C++ and Python give different results

Dmitry · August 11, 2021, 10:14am

I’m trying to create python module on C++ with using the model, which works well in Python. But in C++ it gives bad result on the same machine.

Python code:

lib = tvm.runtime.load_module("lib/deploy_lib.tar.so")
dev = tvm.opencl()
m = graph_executor.GraphModule(lib["default"](dev))
m.set_input('input', tvm.nd.array(a))
m.run()
masks = m.get_output(0).numpy()
best = (masks[0]*-1).argsort(axis=0)[:6, :, :]
mask = best[0]

C++ code:

class Segmentator  
{  
        private:  
            std::vector<int64_t> input_shape;  
            std::vector<int64_t> output_shape;  

            DLDevice dev;
            tvm::runtime::Module module;
            tvm::runtime::Module gmod;
            tvm::runtime::PackedFunc _set_input;
            tvm::runtime::PackedFunc _get_output;
            tvm::runtime::PackedFunc _run;

            tvm::runtime::NDArray input;
            tvm::runtime::NDArray output;
            boost::python::numpy::ndarray output_np;
        public:
            Segmentator(std::string filename, boost::python::list input_shape,
                        boost::python::list output_shape, 
                        const boost::python::numpy::ndarray& dummy_output) :
            output_np(dummy_output)
            {
              this->input_shape = std::vector<int64_t>(4);
              this->output_shape = std::vector<int64_t>(4);

              for (int i = 0; i< 4; i++)
              {
                this->input_shape[i] = int64_t(boost::python::extract<int64_t>(input_shape[i]));
                this->output_shape[i] = int64_t(boost::python::extract<int64_t>(output_shape[i]));
              }
              // load in the library
              dev = DLDevice{kDLOpenCL, 0};
              module = tvm::runtime::Module::LoadFromFile(filename);
              // create the graph executor module
              gmod = module.GetFunction("default")(dev);
              _set_input = gmod.GetFunction("set_input");
              _get_output = gmod.GetFunction("get_output");
              _run = gmod.GetFunction("run");

              input = tvm::runtime::NDArray::Empty(this->input_shape, 
                                                    DLDataType{kDLFloat, 32, 1}, dev);

              output = tvm::runtime::NDArray::Empty(this->output_shape, 
                                                    DLDataType{kDLFloat, 32, 1}, dev);
            };
            void set_input(boost::python::numpy::ndarray input_)
            {
                                  this->input.CopyFromBytes(input_.get_data(),
                                  this->input_shape[0]*this->input_shape[1]*
                                  this->input_shape[2]*this->input_shape[3]*4);
                                  _set_input("input", this->input);
            };

            void run()
            {
              _run();
            };

            boost::python::numpy::ndarray get_output()
            { 
              _get_output(0, output);
              

              output.CopyToBytes(output_np.get_data(), output_shape[0]*
                                                       output_shape[1]*
                                                       output_shape[2]*
                                                       output_shape[3]*
                                                       4);
              return output_np;
            };
    };

And Python code which uses it:

import segmentator
...

segmentator = segmentator.Segmentator('./lib/deploy_lib.tar.so', [1, 3, 224, 224], [1, 264, 224, 224], b)
segmentator.set_input(a)
segmentator.run()
masks = segmentator.get_output()
best = (masks[0]*-1).argsort(axis=0)[:6, :, :]
    mask = best[0]

I checked input_ in set_input. It’s the same in python and C++. So it’s not an issue with conversion of numpy.ndarray to boost::numpy::ndarray.

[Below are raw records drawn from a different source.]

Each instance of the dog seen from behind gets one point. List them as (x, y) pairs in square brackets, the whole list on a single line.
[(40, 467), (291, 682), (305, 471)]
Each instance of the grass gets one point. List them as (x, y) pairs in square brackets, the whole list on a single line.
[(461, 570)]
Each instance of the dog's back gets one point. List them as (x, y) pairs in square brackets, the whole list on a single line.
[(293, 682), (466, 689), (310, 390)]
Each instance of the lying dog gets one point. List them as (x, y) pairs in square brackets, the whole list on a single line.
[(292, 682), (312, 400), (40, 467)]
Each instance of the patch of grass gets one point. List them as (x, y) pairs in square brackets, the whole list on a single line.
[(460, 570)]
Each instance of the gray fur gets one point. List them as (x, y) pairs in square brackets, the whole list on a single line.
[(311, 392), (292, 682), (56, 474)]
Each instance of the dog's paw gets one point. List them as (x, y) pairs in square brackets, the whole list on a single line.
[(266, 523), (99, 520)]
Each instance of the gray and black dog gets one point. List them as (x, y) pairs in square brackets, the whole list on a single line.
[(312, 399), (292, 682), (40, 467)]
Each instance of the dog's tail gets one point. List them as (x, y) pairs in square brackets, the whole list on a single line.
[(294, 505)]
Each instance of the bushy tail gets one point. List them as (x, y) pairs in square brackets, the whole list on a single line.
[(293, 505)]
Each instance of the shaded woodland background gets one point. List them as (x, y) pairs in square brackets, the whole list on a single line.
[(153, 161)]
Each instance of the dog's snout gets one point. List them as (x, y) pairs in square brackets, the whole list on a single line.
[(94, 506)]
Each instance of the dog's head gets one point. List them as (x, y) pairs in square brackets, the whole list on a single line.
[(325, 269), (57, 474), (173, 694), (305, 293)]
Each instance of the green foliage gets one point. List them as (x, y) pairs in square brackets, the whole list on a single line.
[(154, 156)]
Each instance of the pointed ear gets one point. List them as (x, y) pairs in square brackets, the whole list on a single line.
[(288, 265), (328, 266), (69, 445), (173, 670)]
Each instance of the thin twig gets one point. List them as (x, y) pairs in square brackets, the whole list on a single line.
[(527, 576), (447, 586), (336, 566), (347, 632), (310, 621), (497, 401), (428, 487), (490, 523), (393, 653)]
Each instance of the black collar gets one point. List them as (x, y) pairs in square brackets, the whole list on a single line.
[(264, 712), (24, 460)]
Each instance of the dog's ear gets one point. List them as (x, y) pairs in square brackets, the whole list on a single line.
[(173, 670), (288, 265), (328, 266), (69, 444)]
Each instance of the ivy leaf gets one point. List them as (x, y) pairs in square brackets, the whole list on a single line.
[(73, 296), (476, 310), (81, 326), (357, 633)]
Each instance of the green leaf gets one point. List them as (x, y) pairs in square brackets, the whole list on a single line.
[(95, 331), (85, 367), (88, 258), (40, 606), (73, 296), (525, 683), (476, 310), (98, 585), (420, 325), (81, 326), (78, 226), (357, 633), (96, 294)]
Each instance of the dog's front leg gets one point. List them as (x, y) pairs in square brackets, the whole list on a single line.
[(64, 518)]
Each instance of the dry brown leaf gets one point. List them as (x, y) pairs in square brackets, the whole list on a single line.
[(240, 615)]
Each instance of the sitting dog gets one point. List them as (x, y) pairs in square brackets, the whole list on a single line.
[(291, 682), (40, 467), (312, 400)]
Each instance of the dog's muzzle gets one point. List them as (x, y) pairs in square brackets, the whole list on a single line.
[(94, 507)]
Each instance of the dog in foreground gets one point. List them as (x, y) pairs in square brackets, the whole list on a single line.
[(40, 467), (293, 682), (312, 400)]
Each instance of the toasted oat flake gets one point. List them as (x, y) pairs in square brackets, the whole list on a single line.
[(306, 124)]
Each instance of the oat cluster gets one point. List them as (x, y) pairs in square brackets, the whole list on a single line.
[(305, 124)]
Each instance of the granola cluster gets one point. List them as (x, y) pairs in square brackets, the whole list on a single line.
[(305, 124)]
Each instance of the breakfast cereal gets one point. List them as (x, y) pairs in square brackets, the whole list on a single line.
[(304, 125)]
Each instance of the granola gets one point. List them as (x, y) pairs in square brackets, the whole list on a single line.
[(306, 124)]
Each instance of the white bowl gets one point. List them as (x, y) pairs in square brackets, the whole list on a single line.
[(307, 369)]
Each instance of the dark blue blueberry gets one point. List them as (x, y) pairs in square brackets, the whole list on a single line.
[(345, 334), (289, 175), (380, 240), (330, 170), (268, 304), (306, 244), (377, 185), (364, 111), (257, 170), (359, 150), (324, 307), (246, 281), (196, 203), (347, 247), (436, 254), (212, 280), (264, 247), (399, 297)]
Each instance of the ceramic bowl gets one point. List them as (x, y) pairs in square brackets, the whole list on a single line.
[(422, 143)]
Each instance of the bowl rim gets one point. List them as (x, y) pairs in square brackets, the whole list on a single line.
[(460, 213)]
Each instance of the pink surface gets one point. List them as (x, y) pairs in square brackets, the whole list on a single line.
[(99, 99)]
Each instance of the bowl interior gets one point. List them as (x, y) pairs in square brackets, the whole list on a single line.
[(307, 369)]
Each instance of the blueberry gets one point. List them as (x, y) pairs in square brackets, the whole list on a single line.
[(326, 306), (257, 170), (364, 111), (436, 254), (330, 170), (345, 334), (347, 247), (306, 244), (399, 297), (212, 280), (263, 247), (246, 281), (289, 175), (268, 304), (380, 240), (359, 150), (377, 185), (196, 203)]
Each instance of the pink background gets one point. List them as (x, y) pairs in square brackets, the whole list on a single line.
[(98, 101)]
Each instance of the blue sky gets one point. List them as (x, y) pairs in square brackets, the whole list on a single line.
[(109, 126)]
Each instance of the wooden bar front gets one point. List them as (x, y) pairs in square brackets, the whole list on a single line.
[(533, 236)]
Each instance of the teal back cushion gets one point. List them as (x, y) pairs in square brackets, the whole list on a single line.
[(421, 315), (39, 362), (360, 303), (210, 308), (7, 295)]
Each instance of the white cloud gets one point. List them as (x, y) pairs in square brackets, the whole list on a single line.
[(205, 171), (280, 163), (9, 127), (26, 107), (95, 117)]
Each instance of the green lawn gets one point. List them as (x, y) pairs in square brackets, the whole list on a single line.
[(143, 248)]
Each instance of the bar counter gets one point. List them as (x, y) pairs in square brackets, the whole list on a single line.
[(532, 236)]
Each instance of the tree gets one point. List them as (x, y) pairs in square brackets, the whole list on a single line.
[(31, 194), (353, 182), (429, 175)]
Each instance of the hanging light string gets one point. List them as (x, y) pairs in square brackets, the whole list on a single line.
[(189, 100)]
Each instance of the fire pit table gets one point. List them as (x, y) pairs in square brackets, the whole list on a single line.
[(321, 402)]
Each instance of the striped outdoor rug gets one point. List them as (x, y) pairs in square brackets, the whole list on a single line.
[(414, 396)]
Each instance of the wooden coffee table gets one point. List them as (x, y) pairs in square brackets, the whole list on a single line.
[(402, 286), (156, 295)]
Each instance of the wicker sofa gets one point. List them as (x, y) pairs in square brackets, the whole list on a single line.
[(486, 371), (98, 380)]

Dmitry · August 11, 2021, 11:09am

I was wrong a little. If I check on new array like this:

boost::python::numpy::ndarray test_np = boost::python::numpy::zeros(boost::python::make_tuple(this->input_shape[0],
                                                                            this->input_shape[1],
                                                                            this->input_shape[2],
                                                                            this->input_shape[3]),
                                                  boost::python::numpy::dtype::get_builtin<float>());


this->input.CopyToBytes(test_np.get_data(),
                              this->input_shape[0]*this->input_shape[1]*
                              this->input_shape[2]*this->input_shape[3]*4);
std::cerr<<boost::python::extract<char const *>(boost::python::str(test_np))<<std::endl;

It is not equal to input. But I still don’t know what did I do wrong.

Dmitry · August 11, 2021, 11:55am

TVMSynchronize(kDLOpenCL, 0, NULL);
Doesn’t work for me too.

Dmitry · August 11, 2021, 1:16pm

The problem was in data format of multidimensional np.ndarray and boost::python::numpy::ndarray. Running Same code with ‘a.reshape((-1))’ instead of just ‘a’ solved problem.